Como arte e técnica, “Tropa de Elite 1” é melhor. Mas como denúncia, libelo, inclusive acusação frontal ao governador Sergio Cabral, “Tropa de Elite 2” é insuperável. Foi produzido no estilo de um clássico do diretor Alberto Latuada (“Processo Contra a Cidade”, em italiano, ou “A Cidade se Defende”, no título em português). Um filme de 56, se não me engano, acusação arrasadora contra a Camorra de Nápoles. Envolvimento policial e judicial.

“Tropa de Elite 2” segue o mesmo caminho e o mesmo destino. Acusa totalmente o governador Sergio Cabral de estar no centro da corrupção, inclusive policial, através das nomeações para a Secretaria e órgãos de segurança. O ator André Mattos tem  um desempenho fantástico como o deputado e apresentador de televisão corrupto, que promove o banditismo, fingindo defender a Polícia e a sociedade.

Em entrevista à Folha de São Paulo, André Mattos afirma que se inspirou totalmente num deputado. Admirável a atuação. Se o filme tivesse estreado antes do primeiro turno, cairia a margem de vitória de Cabral sobre Gabeira. As seqüências em que se verificam as acusações ao governador, são aplaudidas intensamente durante as sessões.

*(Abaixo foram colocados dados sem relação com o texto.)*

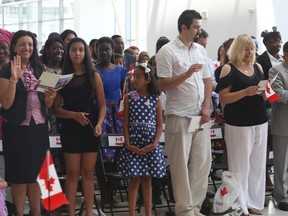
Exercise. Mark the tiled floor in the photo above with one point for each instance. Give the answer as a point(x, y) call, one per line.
point(272, 211)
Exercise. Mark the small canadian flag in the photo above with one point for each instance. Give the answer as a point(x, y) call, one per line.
point(269, 92)
point(51, 192)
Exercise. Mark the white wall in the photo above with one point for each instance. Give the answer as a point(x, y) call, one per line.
point(272, 13)
point(97, 18)
point(226, 18)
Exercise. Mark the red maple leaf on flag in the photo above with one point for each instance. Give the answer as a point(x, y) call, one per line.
point(223, 191)
point(268, 89)
point(49, 185)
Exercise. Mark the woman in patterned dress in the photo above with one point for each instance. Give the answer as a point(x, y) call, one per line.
point(142, 157)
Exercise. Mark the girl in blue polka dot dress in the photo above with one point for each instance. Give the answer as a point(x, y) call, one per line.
point(142, 157)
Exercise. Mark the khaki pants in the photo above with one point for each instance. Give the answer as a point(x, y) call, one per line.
point(189, 156)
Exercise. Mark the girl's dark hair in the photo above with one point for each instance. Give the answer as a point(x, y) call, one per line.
point(66, 32)
point(34, 58)
point(152, 87)
point(47, 45)
point(87, 61)
point(274, 35)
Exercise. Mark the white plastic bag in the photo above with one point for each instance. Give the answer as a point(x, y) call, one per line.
point(227, 193)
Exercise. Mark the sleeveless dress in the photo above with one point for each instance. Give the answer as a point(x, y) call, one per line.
point(142, 129)
point(79, 96)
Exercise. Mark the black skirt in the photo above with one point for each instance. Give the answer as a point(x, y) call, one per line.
point(24, 150)
point(76, 138)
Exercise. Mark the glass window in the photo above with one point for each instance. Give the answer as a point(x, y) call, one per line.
point(29, 12)
point(68, 9)
point(50, 10)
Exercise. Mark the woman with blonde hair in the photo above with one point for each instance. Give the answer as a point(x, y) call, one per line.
point(246, 122)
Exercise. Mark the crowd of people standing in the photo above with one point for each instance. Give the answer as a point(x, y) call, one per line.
point(104, 73)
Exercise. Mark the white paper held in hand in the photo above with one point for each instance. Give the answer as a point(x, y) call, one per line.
point(195, 124)
point(51, 80)
point(262, 85)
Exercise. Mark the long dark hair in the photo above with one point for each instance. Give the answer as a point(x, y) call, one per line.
point(87, 61)
point(48, 44)
point(34, 58)
point(152, 87)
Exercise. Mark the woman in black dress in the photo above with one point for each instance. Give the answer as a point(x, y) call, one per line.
point(25, 130)
point(82, 109)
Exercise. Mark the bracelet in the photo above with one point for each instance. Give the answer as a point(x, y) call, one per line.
point(13, 81)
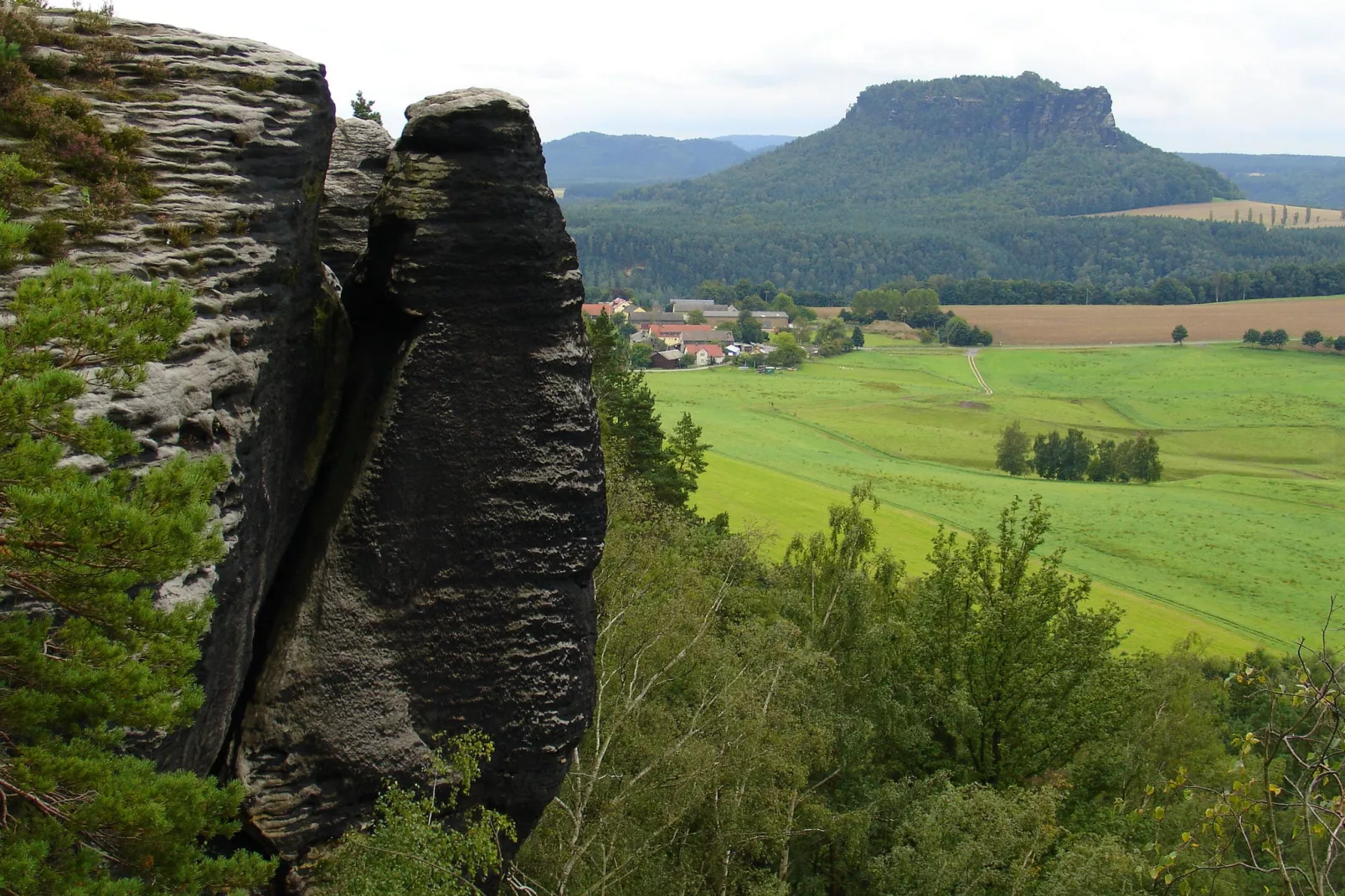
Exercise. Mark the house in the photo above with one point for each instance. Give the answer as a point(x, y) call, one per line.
point(770, 321)
point(643, 319)
point(666, 359)
point(677, 334)
point(705, 354)
point(703, 306)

Roubos, assassinatos, corrupção, principalmente oficial. Tudo junto. Fraga, deputado honesto, que denuncia as milícias (é Marcelo Freixo, reeleito com mais de 100mil votos), que não esconde ninguém).

O filme é todo voltado para a acusação a cabralzinho, é sempre “senhor governador, o senhor não vê coisa alguma?”. E como foi feito da posse até quase o final de cabralzinho, não consigo entender: por que o governador não processa José Padilha? Só há uma constatação: medo da repercussão.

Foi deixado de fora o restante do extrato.